4. The method for synthesizing a self-assembled organic optical nonlinear chromophore according to claim 2, wherein the step P3 specifically comprises:
and P3, slowly adding diethyl cyanomethylphosphate into tetrahydrofuran solution of sodium hydride under the condition of argon protection and ice bath, adding the compound 4b, carrying out reflux reaction at 65 ℃ overnight, carrying out vacuum spin-drying on the solvent after the reaction is finished, extracting with ethyl acetate, purifying by silica gel chromatography, and purifying by using ethyl acetate and petroleum ether as eluent to obtain the compound 5b.
5. The method for synthesizing a self-assembled organic optical nonlinear chromophore according to claim 2, wherein the step P4 specifically comprises:
p4, slowly adding a hexane solution of diisobutyl aluminum hydride into a dichloromethane solution of the compound 5b, reacting for a period of time at the temperature of minus 78 ℃ under the protection of argon, adding a certain amount of dichloromethane and water for quenching at the temperature of 0 ℃, carrying out suction filtration after the reaction is finished, extracting filtrate with dichloromethane, concentrating, purifying by silica gel chromatography, and purifying by using ethyl acetate and petroleum ether as eluent to obtain the compound 6b.
6. The method for synthesizing a self-assembled organic optical nonlinear chromophore according to claim 2, wherein the step P5 specifically comprises:
and P5, removing the tertiary butyl diphenyl chlorosilane protecting group of the compound 6b through alkaline hydrolysis treatment, extracting with ethyl acetate, purifying through silica gel chromatography, and purifying by using ethyl acetate and petroleum ether as eluent to obtain the compound 7b.

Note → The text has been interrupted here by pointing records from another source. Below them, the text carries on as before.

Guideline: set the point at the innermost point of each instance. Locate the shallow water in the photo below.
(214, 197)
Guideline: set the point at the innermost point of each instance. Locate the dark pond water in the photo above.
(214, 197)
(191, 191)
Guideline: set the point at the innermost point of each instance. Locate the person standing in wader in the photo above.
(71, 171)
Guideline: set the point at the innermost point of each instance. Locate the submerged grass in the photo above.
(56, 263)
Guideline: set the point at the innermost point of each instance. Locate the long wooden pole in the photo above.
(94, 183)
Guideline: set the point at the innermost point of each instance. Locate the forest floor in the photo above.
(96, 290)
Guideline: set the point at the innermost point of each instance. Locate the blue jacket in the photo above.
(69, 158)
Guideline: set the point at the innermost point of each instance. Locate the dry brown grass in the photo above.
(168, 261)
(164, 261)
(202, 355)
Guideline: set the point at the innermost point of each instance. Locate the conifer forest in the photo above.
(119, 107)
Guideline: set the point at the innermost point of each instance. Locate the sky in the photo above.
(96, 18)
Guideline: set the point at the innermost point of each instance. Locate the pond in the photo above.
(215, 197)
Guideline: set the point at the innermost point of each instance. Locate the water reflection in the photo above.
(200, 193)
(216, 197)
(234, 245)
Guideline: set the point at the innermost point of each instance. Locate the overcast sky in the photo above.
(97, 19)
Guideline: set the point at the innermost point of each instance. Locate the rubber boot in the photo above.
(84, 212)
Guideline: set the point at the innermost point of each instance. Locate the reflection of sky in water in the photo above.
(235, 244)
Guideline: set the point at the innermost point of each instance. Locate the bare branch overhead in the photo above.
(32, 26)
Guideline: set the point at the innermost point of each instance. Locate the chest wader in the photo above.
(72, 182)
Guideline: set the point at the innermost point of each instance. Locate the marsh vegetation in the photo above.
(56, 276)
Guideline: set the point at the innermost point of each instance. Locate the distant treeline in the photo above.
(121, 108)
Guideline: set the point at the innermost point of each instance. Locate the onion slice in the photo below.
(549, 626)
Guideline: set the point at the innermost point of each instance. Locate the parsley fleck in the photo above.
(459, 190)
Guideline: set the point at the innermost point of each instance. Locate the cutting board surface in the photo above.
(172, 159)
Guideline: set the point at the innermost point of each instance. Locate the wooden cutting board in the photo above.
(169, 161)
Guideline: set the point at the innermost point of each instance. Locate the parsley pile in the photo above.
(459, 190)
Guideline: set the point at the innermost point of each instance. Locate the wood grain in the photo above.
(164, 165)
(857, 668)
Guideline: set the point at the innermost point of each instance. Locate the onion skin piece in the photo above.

7. The method for synthesizing a self-assembled organic optical nonlinear chromophore according to claim 2, wherein the P6 and P7 steps are specifically:
p6, slowly adding the mixture into a dichloromethane solution in a flask filled with 4-dimethylaminopyridine, 1-ethyl-3 (3-dimethylpropylamine) carbodiimide and 3, 5-di ((3, 4, 5-trifluorobenzyl) oxy) benzoic acid, reacting for a period of time at 0 ℃ under a protective atmosphere, slowly adding the dichloromethane solution of the compound 7b, heating and refluxing the mixture for reaction, extracting an organic phase with dichloromethane, removing a solvent by spin drying, purifying by silica gel chromatography, and purifying by using ethyl acetate and petroleum ether as eluent to obtain a compound 8d;
and (3) removing the (2-tetrahydropyran) protecting group of the compound 8d through acid hydrolysis treatment, extracting with ethyl acetate, purifying through silica gel chromatography, and purifying by using ethyl acetate and petroleum ether as eluents to obtain the compound 9.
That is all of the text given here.